After trying her hand at acting and various other disciplines for 15 years, the Vancouver-based artisan discovered her passion for all things glass. That was in 1997. She's been training ever since.
"It's just a good fit for me," says Murdoch, who says she probably has about 20 pieces on the go at any given time. "I love the heat and the speed of the process. I love the fact that you've got this hot blob of liquid on the end of your pipe and it's probably not behaving quite the way you want it to and you just have to think so fast and you have to completely focus on it–you just get tunnel vision because you can't think about anything else."

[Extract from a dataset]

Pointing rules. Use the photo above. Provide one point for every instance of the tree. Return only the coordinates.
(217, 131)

It didn't come naturally. Despite studying with an expert team of supportive mentors at the Pilchuck Glass School in Washington state, she felt she wasn't getting enough opportunities to hone her craft.
"I just really sucked at it in the beginning," she says. "I thought I'd never get better. I was very discouraged. So I decided to go away to Red Deer College and blow glass every day for a month to see if that would get me over the hump. And it did."
She may be better, but she's no faster. She admits some pieces take up to 100 hours of labour-intensive work.
"I don't tend to be all that interested in stuff that I can do right away," she says. "The more complicated it is, the more interested in the process I am. I do some of these [pieces] where I'll make a bubble, cool it down, sandblast it, get more glass, and then sandblast another design, and it will just go and on and on like that. One piece might stretch out over a year."
Which is exactly what she did with the Heliotrope Bouquet ($2,500), a magenta bowl chandelier with a sandblasted seashell underlay pattern. Suspended from a wrought-iron chain, this elaborate (not to mention substantially sized) light wasn't made with small spaces in mind.
"Obviously if you have an eight-foot ceiling, you can't hang it over the dining-room table or you'll be looking down into the bowl," she says. "I see it going in a stairwell or if you do have tall ceilings, you can hang it anywhere you want a little bit of mood lighting or a hit of colour."
Some of her more practical works include her amber cylinder lights, which look great in sets of three ($3,500 for the trio) hanging over kitchen islands or bars. Since the three Moroccan-style patterns are virtually identical and the shape somewhat easier to mould, Murdoch doesn't have to put in the full 100 hours on these sets (which can be sold separately for $700 to $1,500 depending on the size). And then there are her small tangerine-on-pink cone lights ($500), which work well hanging in narrow corridors and over small counter spaces. Much to Murdoch's delight, she completed the one displayed in her condo in record time.
"To blow a piece and be done in less than an hour and put it up and have it finished was just a new concept for me," says Murdoch, whose work can be found at New-Small & Sterling Glass Gallery (1440 Old Bridge Street, on Granville Island) and ordered through her site. "It really opened my eyes."
So for the purposes of cracking the home-décor market, Murdoch is considering speeding up her process.
"I think I might have to be more practical, but I don't ever want to give up working on something just because I have to," she says. "I discover so many things as I make my really labour-intensive pieces. There are lots of surprises and lots of happy accidents."